Przymusowy wykup akcji (art. 418 ksh) umożliwia większościowym akcjonariuszom (muszą mieć przynajmniej 95% kapitału) wykluczenie ze spółki mniejszościowych udziałowców na mocy uchwały walnego zgromadzenia. Wielu inwestorom taki zapis wydaje się kontrowersyjny. - Rzeczywiście, drobni inwestorzy żalą się nam, że takie prawo w ogóle funkcjonuje - przyznaje Jarosław Augustynowicz, dyrektor ds. informacji i analiz Stowarzyszenia Inwestorów Indywidualnych. Instytucja przymusowego wykupu istnieje jednak w innych krajach (często określana jako squeeze out - wyciskanie), więc trudno ją kwestionować. Wątpliwości budzą natomiast zasady wykupu akcji, określone przez polski kodeks spółek handlowych.
Sprawa u sędziów
Wielu prawników uważa, że nasze prawo niedostatecznie chroni mniejszościowych akcjonariuszy przed nieuczciwym "wyciskaniem". Wśród nich jest również rzecznik praw obywatelskich. Jego wniosek o stwierdzenie niezgodności artykułu 418 ksh z konstytucją od dwóch lat czeka na rozpatrzenie przez Trybunał Konstytucyjny. - Trudno powiedzieć, kiedy trafi na wokandę - mamy jeszcze bowiem wnioski z 2001 r.
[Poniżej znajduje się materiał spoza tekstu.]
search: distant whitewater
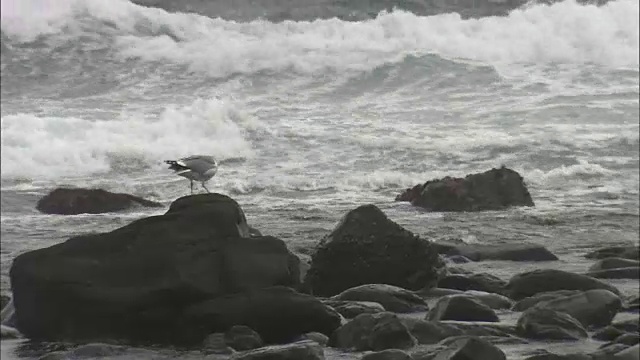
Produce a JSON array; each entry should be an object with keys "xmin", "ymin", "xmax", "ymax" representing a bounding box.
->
[{"xmin": 0, "ymin": 0, "xmax": 640, "ymax": 356}]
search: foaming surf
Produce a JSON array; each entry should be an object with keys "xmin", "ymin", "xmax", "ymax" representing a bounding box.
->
[{"xmin": 1, "ymin": 98, "xmax": 256, "ymax": 180}]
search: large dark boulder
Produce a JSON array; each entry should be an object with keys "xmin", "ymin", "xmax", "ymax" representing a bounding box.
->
[
  {"xmin": 305, "ymin": 205, "xmax": 444, "ymax": 296},
  {"xmin": 396, "ymin": 166, "xmax": 534, "ymax": 211},
  {"xmin": 426, "ymin": 295, "xmax": 500, "ymax": 322},
  {"xmin": 438, "ymin": 273, "xmax": 507, "ymax": 294},
  {"xmin": 507, "ymin": 269, "xmax": 620, "ymax": 300},
  {"xmin": 331, "ymin": 284, "xmax": 429, "ymax": 313},
  {"xmin": 181, "ymin": 286, "xmax": 341, "ymax": 346},
  {"xmin": 329, "ymin": 312, "xmax": 417, "ymax": 351},
  {"xmin": 36, "ymin": 188, "xmax": 163, "ymax": 215},
  {"xmin": 536, "ymin": 289, "xmax": 622, "ymax": 328},
  {"xmin": 584, "ymin": 245, "xmax": 640, "ymax": 261},
  {"xmin": 516, "ymin": 306, "xmax": 588, "ymax": 340},
  {"xmin": 436, "ymin": 243, "xmax": 558, "ymax": 261},
  {"xmin": 10, "ymin": 194, "xmax": 300, "ymax": 344}
]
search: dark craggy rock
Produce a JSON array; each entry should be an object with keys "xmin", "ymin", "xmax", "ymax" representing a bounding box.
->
[
  {"xmin": 536, "ymin": 289, "xmax": 622, "ymax": 328},
  {"xmin": 516, "ymin": 306, "xmax": 588, "ymax": 340},
  {"xmin": 511, "ymin": 290, "xmax": 580, "ymax": 311},
  {"xmin": 586, "ymin": 266, "xmax": 640, "ymax": 279},
  {"xmin": 427, "ymin": 295, "xmax": 500, "ymax": 322},
  {"xmin": 402, "ymin": 318, "xmax": 516, "ymax": 345},
  {"xmin": 507, "ymin": 269, "xmax": 620, "ymax": 300},
  {"xmin": 584, "ymin": 245, "xmax": 640, "ymax": 261},
  {"xmin": 231, "ymin": 340, "xmax": 324, "ymax": 360},
  {"xmin": 436, "ymin": 243, "xmax": 558, "ymax": 261},
  {"xmin": 396, "ymin": 166, "xmax": 534, "ymax": 211},
  {"xmin": 422, "ymin": 336, "xmax": 507, "ymax": 360},
  {"xmin": 331, "ymin": 284, "xmax": 429, "ymax": 313},
  {"xmin": 10, "ymin": 194, "xmax": 313, "ymax": 343},
  {"xmin": 182, "ymin": 286, "xmax": 341, "ymax": 347},
  {"xmin": 305, "ymin": 205, "xmax": 444, "ymax": 296},
  {"xmin": 329, "ymin": 312, "xmax": 417, "ymax": 351},
  {"xmin": 323, "ymin": 300, "xmax": 385, "ymax": 319},
  {"xmin": 438, "ymin": 273, "xmax": 507, "ymax": 294},
  {"xmin": 589, "ymin": 257, "xmax": 640, "ymax": 272},
  {"xmin": 36, "ymin": 188, "xmax": 163, "ymax": 215}
]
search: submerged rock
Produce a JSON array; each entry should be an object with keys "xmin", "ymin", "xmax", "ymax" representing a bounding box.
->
[
  {"xmin": 586, "ymin": 266, "xmax": 640, "ymax": 279},
  {"xmin": 329, "ymin": 312, "xmax": 417, "ymax": 351},
  {"xmin": 516, "ymin": 307, "xmax": 588, "ymax": 340},
  {"xmin": 331, "ymin": 284, "xmax": 429, "ymax": 313},
  {"xmin": 231, "ymin": 341, "xmax": 324, "ymax": 360},
  {"xmin": 178, "ymin": 286, "xmax": 341, "ymax": 349},
  {"xmin": 584, "ymin": 245, "xmax": 640, "ymax": 261},
  {"xmin": 396, "ymin": 166, "xmax": 534, "ymax": 211},
  {"xmin": 323, "ymin": 300, "xmax": 385, "ymax": 319},
  {"xmin": 36, "ymin": 188, "xmax": 163, "ymax": 215},
  {"xmin": 507, "ymin": 269, "xmax": 620, "ymax": 300},
  {"xmin": 427, "ymin": 295, "xmax": 500, "ymax": 322},
  {"xmin": 305, "ymin": 205, "xmax": 444, "ymax": 296},
  {"xmin": 10, "ymin": 194, "xmax": 308, "ymax": 344},
  {"xmin": 438, "ymin": 273, "xmax": 507, "ymax": 294},
  {"xmin": 436, "ymin": 243, "xmax": 558, "ymax": 261},
  {"xmin": 536, "ymin": 289, "xmax": 622, "ymax": 328}
]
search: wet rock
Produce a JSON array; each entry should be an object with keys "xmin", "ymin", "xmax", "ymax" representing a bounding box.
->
[
  {"xmin": 0, "ymin": 295, "xmax": 11, "ymax": 309},
  {"xmin": 9, "ymin": 194, "xmax": 304, "ymax": 345},
  {"xmin": 511, "ymin": 290, "xmax": 580, "ymax": 311},
  {"xmin": 516, "ymin": 307, "xmax": 588, "ymax": 340},
  {"xmin": 464, "ymin": 290, "xmax": 513, "ymax": 310},
  {"xmin": 302, "ymin": 332, "xmax": 329, "ymax": 346},
  {"xmin": 426, "ymin": 295, "xmax": 500, "ymax": 322},
  {"xmin": 182, "ymin": 286, "xmax": 341, "ymax": 344},
  {"xmin": 329, "ymin": 312, "xmax": 417, "ymax": 351},
  {"xmin": 613, "ymin": 333, "xmax": 640, "ymax": 346},
  {"xmin": 202, "ymin": 333, "xmax": 234, "ymax": 355},
  {"xmin": 36, "ymin": 188, "xmax": 163, "ymax": 215},
  {"xmin": 584, "ymin": 245, "xmax": 640, "ymax": 261},
  {"xmin": 438, "ymin": 273, "xmax": 507, "ymax": 294},
  {"xmin": 439, "ymin": 243, "xmax": 558, "ymax": 261},
  {"xmin": 611, "ymin": 317, "xmax": 640, "ymax": 333},
  {"xmin": 331, "ymin": 284, "xmax": 429, "ymax": 313},
  {"xmin": 589, "ymin": 257, "xmax": 640, "ymax": 272},
  {"xmin": 224, "ymin": 325, "xmax": 264, "ymax": 351},
  {"xmin": 507, "ymin": 269, "xmax": 620, "ymax": 300},
  {"xmin": 591, "ymin": 325, "xmax": 626, "ymax": 341},
  {"xmin": 323, "ymin": 300, "xmax": 385, "ymax": 319},
  {"xmin": 586, "ymin": 266, "xmax": 640, "ymax": 279},
  {"xmin": 305, "ymin": 205, "xmax": 444, "ymax": 296},
  {"xmin": 608, "ymin": 344, "xmax": 640, "ymax": 360},
  {"xmin": 402, "ymin": 319, "xmax": 516, "ymax": 345},
  {"xmin": 0, "ymin": 325, "xmax": 22, "ymax": 340},
  {"xmin": 445, "ymin": 255, "xmax": 472, "ymax": 264},
  {"xmin": 231, "ymin": 341, "xmax": 324, "ymax": 360},
  {"xmin": 396, "ymin": 166, "xmax": 534, "ymax": 211},
  {"xmin": 360, "ymin": 349, "xmax": 413, "ymax": 360},
  {"xmin": 525, "ymin": 350, "xmax": 594, "ymax": 360},
  {"xmin": 536, "ymin": 289, "xmax": 622, "ymax": 328},
  {"xmin": 413, "ymin": 336, "xmax": 506, "ymax": 360},
  {"xmin": 621, "ymin": 294, "xmax": 640, "ymax": 312}
]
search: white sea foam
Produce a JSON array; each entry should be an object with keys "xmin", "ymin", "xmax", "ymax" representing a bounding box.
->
[
  {"xmin": 2, "ymin": 99, "xmax": 253, "ymax": 179},
  {"xmin": 2, "ymin": 0, "xmax": 639, "ymax": 76}
]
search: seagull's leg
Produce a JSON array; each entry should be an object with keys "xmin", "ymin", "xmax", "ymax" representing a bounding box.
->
[{"xmin": 202, "ymin": 181, "xmax": 211, "ymax": 194}]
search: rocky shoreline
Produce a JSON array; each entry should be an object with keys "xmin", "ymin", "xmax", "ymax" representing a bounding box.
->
[{"xmin": 2, "ymin": 169, "xmax": 640, "ymax": 360}]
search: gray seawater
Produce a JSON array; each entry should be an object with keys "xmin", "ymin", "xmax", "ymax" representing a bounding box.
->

Być może jednak jeszcze w tym roku - poinformowano nas w biurze prasowym Trybunału.
- RPO nie podważa samej instytucji "wyciśnięcia", ale naruszenie praw mniejszościowych akcjonariuszy przy jej stosowaniu - wyjaśnia przedstawiciel biura rzecznika. Przede wszystkim, nie istnieją właściwe mechanizmy odwoławcze. - Inwestorzy mają miesiąc na odwołanie się od uchwały walnego zgromadzenia o przymusowym wykupie. O wycenie walorów przez biegłego dowiadują się jednak często znacznie później - wskazuje dyrektor Augustynowicz.
Co ciekawe, biegły, który szacuje cenę wykupu akcji, jest wybierany przez... walne zgromadzenie (dopiero gdy go nie wyznaczy, obowiązek przechodzi na sąd rejestrowy).